In 1999, years before the renegade Wobblies started their union drive in New York, 19 of the 21 people who once worked at Starbucks’ roasting plant in Kent voted to join the International Union of Operating Engineers and, after two years of struggle with the company, finally got a contract.

IUOE’s business manager, Dave Maxwell, says he believes it was Starbucks’ first U.S. union — and Tutalo and former c-worker, Jeff Alexander, were supporters.

They say Starbucks pulled out all the stops to kill the union. Starbucks Chairman Howard Schultz came down in person to talk workers out of unionizing. After the vote, they say Starbucks brought in an union-busting law firm and managers intimidated union members, writing them up for minor safety infractions until, one by one, union members left the plant.

“ Over time, it was a grind working there,” says Alexander, who now works directly for Local 286 of the Operating Engineers. “People were watching you, following you and trying to write you up on everything.”

A settlementthat Starbucks signed one year ago with the National Labor Relations Board also indicates that the company engaged in unfair hiring practices. In an apparent effort to get rid of the union —which succeeded when employees later voted for decertification — hiring managers began asking applicants in interviews about previous union membership or sympathy.

The settlement provided $125,000 to a human resources staff member who union members say was fired after she questioned the legality of union screening questions.

Another eight people who had been interviewed but not hired received $5,000 each and the option to work at the plant when an opening became available.

But, for Mark Tutalo, who left the plant in November, an opening on the day shift never came. In his lawsuit, and an NLRB charge he also filed in February, Tutalo claims he was discriminated against for giving the NLRB a statement during its 2004 investigation of unfair hiring practices at the plant.

Since 2002, the lawsuit states, Tutalo made three requests for a shift change from nights to days, two times when day positions were coming open. The requests were turned down all three times.
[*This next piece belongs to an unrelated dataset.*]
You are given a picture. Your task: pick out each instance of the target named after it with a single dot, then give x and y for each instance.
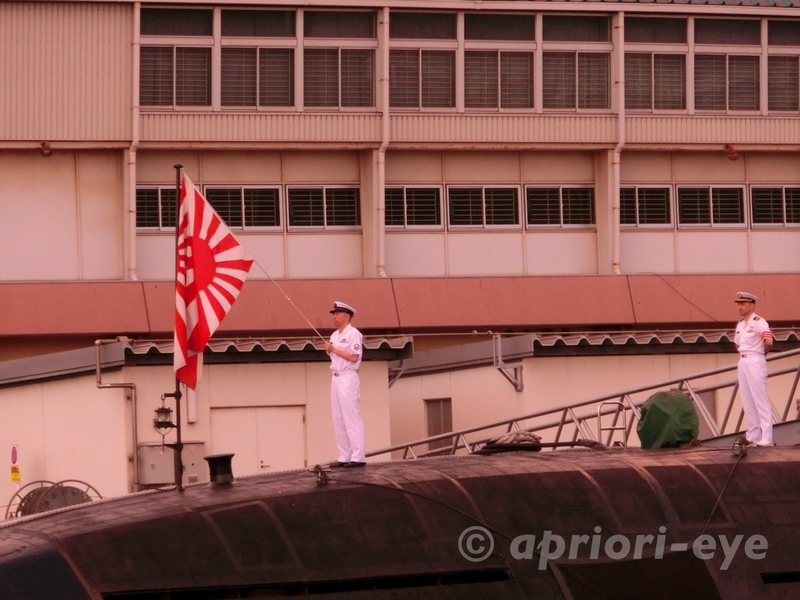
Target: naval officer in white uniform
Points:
(753, 340)
(345, 349)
On Nov. 8, five hours after Tutalo submitted his two weeks’ notice, the lawsuit states Starbucks posted two vacant positions for Tutalo’s job on the day shift.
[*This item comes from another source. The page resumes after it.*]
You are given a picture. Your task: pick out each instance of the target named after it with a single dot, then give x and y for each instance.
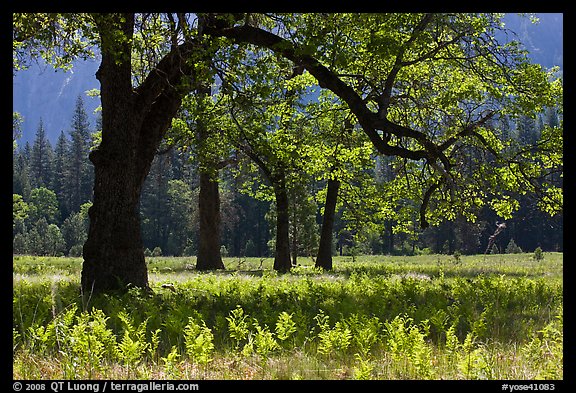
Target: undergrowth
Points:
(305, 325)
A Starbucks spokesperson did not return calls seeking comment on Tutalo’s claims or its current policies. The company has said in the past that “Starbucks does not take action or retaliate against partners who might be interested or take part in union activity.”

In spite of the IWW settlement in New York, members of the Operating Engineers say they don’t believe that’s true of what they call the Wal-Mart of coffee shops.

Despite the company’s progressive image, Tutalo says, “Howard Schultz would do anything to get rid of the union.”